Thirty years later, Jackson is revolutionizing the field with a focus on building a support network for stutterers, creating a space to talk about it, and by not trying to simply fix the problem.
This weekend Long Island University in Brooklyn hosts its second annual Brooklyn Speaks workshop, an intensive therapy program for teens and adults who stutter. Jackson coordinates the event and while there are sessions aimed at addressing the physical difficulties of speech, there are also sessions that focus on the emotional difficulties of stuttering.
“Teens who stutter are self conscience when it comes to dating, going to college, and getting a job,” Jackson said. “We make time for participants to discuss fears they have in each of those areas.
Jackson knows how it feels. After graduating from college he began the job hunt and found that stuttering was a huge barrier to employment. Interviews, where first impressions are important, just caused anxiety and at times made the stuttering worse. After a lot of time and effort, Jackson landed a job as a banker, but the experience left him wanting to do something to help other stutterers.
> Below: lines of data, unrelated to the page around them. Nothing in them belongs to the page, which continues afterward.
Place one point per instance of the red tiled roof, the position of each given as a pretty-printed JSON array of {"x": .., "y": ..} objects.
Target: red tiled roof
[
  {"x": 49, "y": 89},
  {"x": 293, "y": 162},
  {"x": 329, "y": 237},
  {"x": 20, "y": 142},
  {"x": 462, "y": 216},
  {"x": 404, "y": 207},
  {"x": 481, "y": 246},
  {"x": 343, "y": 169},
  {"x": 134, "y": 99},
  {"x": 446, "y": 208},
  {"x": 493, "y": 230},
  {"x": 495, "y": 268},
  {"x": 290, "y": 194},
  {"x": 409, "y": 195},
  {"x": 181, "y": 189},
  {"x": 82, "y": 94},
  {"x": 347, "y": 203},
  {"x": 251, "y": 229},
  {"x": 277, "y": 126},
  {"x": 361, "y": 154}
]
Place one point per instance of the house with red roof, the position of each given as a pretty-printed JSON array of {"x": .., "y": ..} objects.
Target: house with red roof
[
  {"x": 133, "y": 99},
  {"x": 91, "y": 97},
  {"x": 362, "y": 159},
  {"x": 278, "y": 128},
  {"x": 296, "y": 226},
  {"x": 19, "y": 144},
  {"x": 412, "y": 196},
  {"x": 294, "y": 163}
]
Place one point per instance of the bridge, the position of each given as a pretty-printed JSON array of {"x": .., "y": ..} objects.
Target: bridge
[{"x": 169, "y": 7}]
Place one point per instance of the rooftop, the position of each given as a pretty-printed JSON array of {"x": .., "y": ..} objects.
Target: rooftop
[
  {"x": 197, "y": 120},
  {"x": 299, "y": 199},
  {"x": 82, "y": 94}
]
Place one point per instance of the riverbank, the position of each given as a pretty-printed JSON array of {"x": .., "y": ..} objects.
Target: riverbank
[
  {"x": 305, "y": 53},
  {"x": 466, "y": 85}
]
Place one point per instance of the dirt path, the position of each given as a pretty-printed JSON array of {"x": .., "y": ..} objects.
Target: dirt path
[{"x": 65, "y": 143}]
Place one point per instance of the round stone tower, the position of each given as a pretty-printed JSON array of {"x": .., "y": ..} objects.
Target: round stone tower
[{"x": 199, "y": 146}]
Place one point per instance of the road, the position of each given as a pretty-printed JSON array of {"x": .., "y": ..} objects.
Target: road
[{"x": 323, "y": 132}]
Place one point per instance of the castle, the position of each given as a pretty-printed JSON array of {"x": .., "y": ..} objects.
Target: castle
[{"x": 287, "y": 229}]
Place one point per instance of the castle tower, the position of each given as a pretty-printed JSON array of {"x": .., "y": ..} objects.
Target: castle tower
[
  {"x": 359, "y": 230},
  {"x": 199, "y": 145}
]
In his mid-20s, he attended a training program for stutterers, and for the first time, met people like himself.
“It changed everything for me,” he said. “I stopped avoiding conversations and dialogue and actually started to engage with people.”
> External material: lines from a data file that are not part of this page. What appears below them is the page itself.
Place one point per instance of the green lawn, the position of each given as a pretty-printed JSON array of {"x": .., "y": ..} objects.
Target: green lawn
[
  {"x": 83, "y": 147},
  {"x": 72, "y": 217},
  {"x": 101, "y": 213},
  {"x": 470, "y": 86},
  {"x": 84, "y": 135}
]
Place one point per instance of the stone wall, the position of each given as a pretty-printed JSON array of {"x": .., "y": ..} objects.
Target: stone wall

Jackson went back to school and became a certified speech language pathologist. He now teaches graduate students at the speech clinic at Long Island University.
He also became involved in the stuttering community. He was member of Stutter Talk a non-profit that puts out podcasts about stuttering and he started a Brooklyn chapter of the National Stuttering Association. They hold an annual conference where “people who stutter are the norm,” said Jackson.
But Jackson’s true brainchild, Brooklyn Speaks, which he co-created with speech therapist Lee Caggiano, helps young people and their families deal with what it means to stutter.
“We incorporate families into all aspects of the workshop,” Jackson said. “While a child is talking about being bullied in one sessions, their parents are talking about how to best support a bullied child in another session.”
But most importantly, young people will have the chance to meet others who stutter. “Being around other stutterers makes all the difference,” he said.